New Wave
- Label : Hut
- Format : Album / CD
- Date de sortie : 23/02/1993
The Auteurs déboulent sur la scène anglaise en 93, soutenus en cela par Brett Anderson de Suede. Mais loin de verser dans le neo-glam des suscités, la bande à Haines entend se poser en mauvaise conscience de la Brit Pop naissante.
Cette pose relève d'un cas quasi-pathologique: Haines semble entretenir avec la pop la même relation qu'un amant avec une maîtresse qu'il se promet chaque jour de quitter et qu'il ne quitte pas. C'est - et même si sa fierté lui interdit de l'avouer - qu'il en est secrètement amoureux.
Ce premier album relate donc en filigrane cette aventure faite d'attraction, de répulsion, de ruptures et de retrouvailles. Dès le premier morceau "Showgirl", on a l'aveu de Haines: "I took a showgirl for my bride/Thought my life would be right". La "Show girl", on l'aura compris, c'est cette catin de pop, infidèle, séduisante et souillée jusqu'à la m?lle. S'il la gifle en rêve ( " This week we've got to shoot/all the dancing girls/and then replace them/with satellites instead") il s'humilie dès qu'elle approche.
Même si certains morceaux tombent à côté, on a dans cet album une belle quantité de chansons, dont une des plus réussies est "Junk Shop Clothes", qui tourne en dérision le débraillement vestimentaire du grunge, chantée d'une voix douce et venimeuse, en équilibre sur une douze cordes au son de clavecin à peine tempéré par quelques notes de piano jouées staccato.

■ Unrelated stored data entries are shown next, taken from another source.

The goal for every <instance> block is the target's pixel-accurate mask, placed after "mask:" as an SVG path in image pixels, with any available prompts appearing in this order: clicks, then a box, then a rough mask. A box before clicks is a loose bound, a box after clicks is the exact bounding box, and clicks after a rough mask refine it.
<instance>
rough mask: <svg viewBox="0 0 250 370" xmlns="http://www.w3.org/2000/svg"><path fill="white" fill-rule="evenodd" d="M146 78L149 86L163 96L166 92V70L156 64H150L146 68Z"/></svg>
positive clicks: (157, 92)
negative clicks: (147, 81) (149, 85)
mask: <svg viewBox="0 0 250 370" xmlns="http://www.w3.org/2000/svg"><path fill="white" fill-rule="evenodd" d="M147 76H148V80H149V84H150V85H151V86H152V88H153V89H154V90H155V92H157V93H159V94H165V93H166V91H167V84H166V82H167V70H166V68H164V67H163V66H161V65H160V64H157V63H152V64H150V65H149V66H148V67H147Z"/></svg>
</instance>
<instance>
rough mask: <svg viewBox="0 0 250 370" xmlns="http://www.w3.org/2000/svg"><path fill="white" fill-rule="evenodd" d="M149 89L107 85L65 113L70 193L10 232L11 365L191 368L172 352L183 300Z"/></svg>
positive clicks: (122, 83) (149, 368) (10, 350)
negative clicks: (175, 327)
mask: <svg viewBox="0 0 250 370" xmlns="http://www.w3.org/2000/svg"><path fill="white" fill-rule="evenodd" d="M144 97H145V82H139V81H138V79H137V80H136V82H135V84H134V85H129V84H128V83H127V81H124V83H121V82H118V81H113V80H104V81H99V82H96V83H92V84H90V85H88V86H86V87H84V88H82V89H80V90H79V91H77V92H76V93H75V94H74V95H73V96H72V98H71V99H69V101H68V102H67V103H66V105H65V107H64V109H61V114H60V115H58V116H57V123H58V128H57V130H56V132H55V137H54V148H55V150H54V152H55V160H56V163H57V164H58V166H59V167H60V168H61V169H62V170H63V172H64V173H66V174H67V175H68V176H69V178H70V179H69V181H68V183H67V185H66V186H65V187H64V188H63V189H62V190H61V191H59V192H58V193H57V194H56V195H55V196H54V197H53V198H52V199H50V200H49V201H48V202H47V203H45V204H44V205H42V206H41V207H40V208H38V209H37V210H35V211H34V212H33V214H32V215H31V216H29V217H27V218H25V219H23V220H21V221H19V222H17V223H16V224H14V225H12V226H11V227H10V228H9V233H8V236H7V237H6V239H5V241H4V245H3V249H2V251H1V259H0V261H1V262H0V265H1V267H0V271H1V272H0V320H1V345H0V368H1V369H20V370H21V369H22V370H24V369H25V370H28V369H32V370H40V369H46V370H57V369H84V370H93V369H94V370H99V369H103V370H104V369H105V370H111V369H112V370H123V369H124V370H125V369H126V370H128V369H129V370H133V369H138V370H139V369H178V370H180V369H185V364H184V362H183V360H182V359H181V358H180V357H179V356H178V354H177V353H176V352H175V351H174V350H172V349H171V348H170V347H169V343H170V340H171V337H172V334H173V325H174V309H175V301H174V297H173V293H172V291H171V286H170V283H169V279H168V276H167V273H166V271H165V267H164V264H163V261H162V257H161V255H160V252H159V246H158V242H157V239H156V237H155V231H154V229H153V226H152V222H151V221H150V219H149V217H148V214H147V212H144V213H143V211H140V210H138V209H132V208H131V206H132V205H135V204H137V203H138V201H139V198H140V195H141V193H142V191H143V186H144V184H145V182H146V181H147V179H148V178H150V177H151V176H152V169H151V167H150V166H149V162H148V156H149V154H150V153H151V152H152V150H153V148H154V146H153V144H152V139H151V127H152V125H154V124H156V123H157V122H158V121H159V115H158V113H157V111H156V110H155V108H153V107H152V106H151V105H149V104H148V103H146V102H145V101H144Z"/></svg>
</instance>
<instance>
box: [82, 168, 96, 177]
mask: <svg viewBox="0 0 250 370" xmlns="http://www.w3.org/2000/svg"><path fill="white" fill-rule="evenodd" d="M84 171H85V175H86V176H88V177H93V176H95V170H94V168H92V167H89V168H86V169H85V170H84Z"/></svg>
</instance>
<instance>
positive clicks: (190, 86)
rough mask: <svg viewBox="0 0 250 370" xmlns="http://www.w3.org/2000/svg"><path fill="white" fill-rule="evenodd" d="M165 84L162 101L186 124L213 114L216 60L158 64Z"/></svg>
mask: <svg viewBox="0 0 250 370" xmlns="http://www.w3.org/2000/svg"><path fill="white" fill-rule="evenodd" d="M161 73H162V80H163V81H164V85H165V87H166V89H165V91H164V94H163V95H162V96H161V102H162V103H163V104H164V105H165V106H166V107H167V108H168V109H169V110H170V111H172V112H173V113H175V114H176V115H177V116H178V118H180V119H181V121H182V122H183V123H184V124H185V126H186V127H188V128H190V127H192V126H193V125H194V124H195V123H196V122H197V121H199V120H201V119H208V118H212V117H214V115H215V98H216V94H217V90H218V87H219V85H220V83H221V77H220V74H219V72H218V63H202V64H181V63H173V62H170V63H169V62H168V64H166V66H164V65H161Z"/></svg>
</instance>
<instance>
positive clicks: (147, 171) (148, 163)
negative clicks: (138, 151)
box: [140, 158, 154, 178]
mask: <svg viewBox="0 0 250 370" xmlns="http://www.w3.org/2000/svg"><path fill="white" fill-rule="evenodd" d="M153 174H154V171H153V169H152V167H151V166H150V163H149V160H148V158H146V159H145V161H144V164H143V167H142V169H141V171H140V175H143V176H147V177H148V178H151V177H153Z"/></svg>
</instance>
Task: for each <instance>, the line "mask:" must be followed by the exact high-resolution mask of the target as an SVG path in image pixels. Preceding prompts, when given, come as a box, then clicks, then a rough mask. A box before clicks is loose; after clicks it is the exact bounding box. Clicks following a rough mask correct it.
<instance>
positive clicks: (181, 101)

Mais le sommet de l'album est atteint avec "How Could I Be Wrong", récit concis et fragmenté d'un instant de lucidité sur fond de guitares à la Television. Ce morceau constitue en outre le pivot de l'album: les thèmes ayant trait à la pop culture disparaissent au profit d'histoires de marginaux dans lesquelles sont livrés les dessous de l'Angleterre clinquante et glam. Les morceaux s'enchaînent parmi lesquels "Idiot Brother" et son riff imparable, le dylanien "Housebreaker", "Early Years" énigmatique et incisif à souhait.
Arrogant, crâneur, ce premier album des Auteurs a de quoi irriter. Le penchant de Haines pour le mauvais goût peut déplaire au premier abord. Mais c'est précisément cette tension entre la grâce et la vulgarité, ses affronts et sa pose hautaine qui font de lui un songwritter unique dans le paysage pop anglais.